В доме на Ирвинг-авеню ей опять казалось, что их разделяет целый Нантакетский пролив. Это преждевременная старость, думала она. Когда ты больше не женщина. Когда тебя не касаются. Ей было двадцать девять. Они и шести лет не прожили вместе.
– Еще, еще, еще! – кричала вчера Кэролайн, когда Джеки опускала ее в прибой, так что ножки в красных ботиночках касались воды.
Мать и дочь набивали карманы ракушками нежных оранжевых и желтых тонов. Ручонки Кэролайн хватали, хлопали по телу матери повсюду – руки, ноги, бедра, лицо. Прикосновения маленькой дочери заземляли и утешали Джеки, но лишь обостряли телесный голод.
«Я люблю тя, – сказал Меллорс Констанции. – Так сладко быть с тобой, сладко тя касаться». Этого довольно. Джеки понимала, отчего леди Чаттерли готова была бросить всю свою «жизнь» – свой брак, титул, положение в обществе, даже страну, – чтобы обрести жизнь. Быть не только любимой, но возлюбленной. Для этого не нужен Рагби-Холл. Для этого не нужен Белый дом.
Иногда при виде бесконечных фото ей казалось, что она смотрит на чью-то чужую жизнь. И чем подробнее запечатленную, тем менее реальную.
После этого беглого визита в Нью-Йорк и возвращения на Кейп-Код будут новые фотографии – на этот раз для «Ньюсуик». Джеку предстояло появиться на июньской обложке. Джеки выбрала для него костюм. Может, он позволит брызнуть ему на волосы капельку лака, чтобы начесать.
Что до Джеки, в подобных случаях она умела, когда нужно, притянуть взгляд объектива и правильно преподнести себя. Она знала, как расположить руки – чтобы спрятать пальцы, ногти на которых часто были обкусаны до мяса: старая дурная привычка, от которой Джеки так и не удалось избавиться, как ни мазала их учительница рисования в Фармингтоне чем-то желтым, мерзким на вкус. Джеки умела вызвать нечто из внутренних глубин, подчиняясь требованиям внешнего: взгляду фотографа. Когда тебя берут, отдавать надо умеючи.
Во вчерашнем сне она держала запрещенный роман – издание в твердом переплете, – и Констанция говорила прямо с ней. «Я сама теперь только персонаж в книге, про которого кто-то читает». В романе это потайная мысль леди Чаттерли, которой она теперь поделилась с Джеки, почти заговорщически.
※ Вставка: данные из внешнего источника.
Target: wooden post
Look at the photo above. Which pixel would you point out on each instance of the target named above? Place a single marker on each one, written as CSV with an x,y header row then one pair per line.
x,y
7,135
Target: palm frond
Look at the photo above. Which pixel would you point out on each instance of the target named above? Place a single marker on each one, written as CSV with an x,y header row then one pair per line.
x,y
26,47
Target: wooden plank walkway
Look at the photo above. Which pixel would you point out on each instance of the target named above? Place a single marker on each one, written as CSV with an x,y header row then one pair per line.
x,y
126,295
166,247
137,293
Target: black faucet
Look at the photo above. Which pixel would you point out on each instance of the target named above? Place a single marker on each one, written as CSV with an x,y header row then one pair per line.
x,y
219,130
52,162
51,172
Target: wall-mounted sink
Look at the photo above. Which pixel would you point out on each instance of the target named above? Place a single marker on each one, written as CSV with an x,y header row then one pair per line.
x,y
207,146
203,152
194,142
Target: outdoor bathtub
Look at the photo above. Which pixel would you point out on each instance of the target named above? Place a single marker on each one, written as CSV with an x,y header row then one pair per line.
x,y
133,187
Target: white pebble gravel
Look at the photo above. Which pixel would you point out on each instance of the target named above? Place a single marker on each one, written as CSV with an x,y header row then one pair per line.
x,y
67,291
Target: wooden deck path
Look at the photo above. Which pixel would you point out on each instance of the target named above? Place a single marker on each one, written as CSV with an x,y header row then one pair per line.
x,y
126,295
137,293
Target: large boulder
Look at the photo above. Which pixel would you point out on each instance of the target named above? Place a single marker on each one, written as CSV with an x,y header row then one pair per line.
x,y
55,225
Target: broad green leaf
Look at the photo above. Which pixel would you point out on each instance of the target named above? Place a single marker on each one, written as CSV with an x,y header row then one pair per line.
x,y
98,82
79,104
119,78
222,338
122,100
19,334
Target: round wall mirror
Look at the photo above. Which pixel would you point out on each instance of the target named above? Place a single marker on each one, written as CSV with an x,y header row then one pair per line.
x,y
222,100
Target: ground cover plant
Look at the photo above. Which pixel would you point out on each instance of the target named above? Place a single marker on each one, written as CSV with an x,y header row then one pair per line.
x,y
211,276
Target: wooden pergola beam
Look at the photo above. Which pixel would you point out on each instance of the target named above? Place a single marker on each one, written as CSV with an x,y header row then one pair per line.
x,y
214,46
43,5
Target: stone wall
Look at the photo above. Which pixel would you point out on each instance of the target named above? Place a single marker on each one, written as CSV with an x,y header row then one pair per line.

Они стояли лицом к лицу, одинаково одетые:
Чтобы истолковать этот сон, не нужен психоаналитик.
Но что за женщиной надо быть, чтобы на ее месте – Джек, Кэролайн, дом на Ирвинг-авеню – чувствовать себя несчастной?
Миссис Джон Ф. Кеннеди закрыла за собой дверь семейной квартиры. Казалось, она полностью владеет собой, причем легко и естественно. Лишь одна деталь противоречила образу. Лишь одна деталь указывала на первую натуру, спрятанную за второй, на подлинное «я». Застежка сумочки никак не желала защелкиваться над крамольным грузом.
За членами семьи Кеннеди обычно заезжала машина во внутренний двор «Маргери». Джеки пошла через парадный вход, застав врасплох пожилого швейцара. Он кинулся открывать ей дверь и выскочил следом, чтобы поймать такси. Он очень разволновался, но она покачала головой: «Спасибо, я пешком, тут рядом». И двинулась мимо него по Парк-авеню. Что ему оставалось, как не взять под козырек?
Туман словно крышкой накрыл ходы и переходы города. Она свернула на Восточную Сорок седьмую улицу. Уже несколько дней небо закрывали тучи, то и дело проливаясь дождем. Впрочем, вдали у горизонта вроде бы начинало проясняться. Она различала белые башенки церкви Святого Патрика – две неподвижные точки над рекой шляп, портфелей, машин, трамваев, мокрых деревьев, мигающих светофоров и мальчишек – чистильщиков обуви, протирающих свои ящики.
Шины шуршали по мокрому асфальту. Она шла быстро, опустив голову, и дважды проверила, не увязались ли за ней охранники из «Маргери». Что, если швейцар кому-нибудь сболтнет? Это вполне возможно. Ее свекор знал всю обслугу здания по именам и часто общался по телефону с управдомом. Он снял две квартиры для семьи и вел переговоры об аренде двадцати пяти офисов для предвыборной кампании Джека.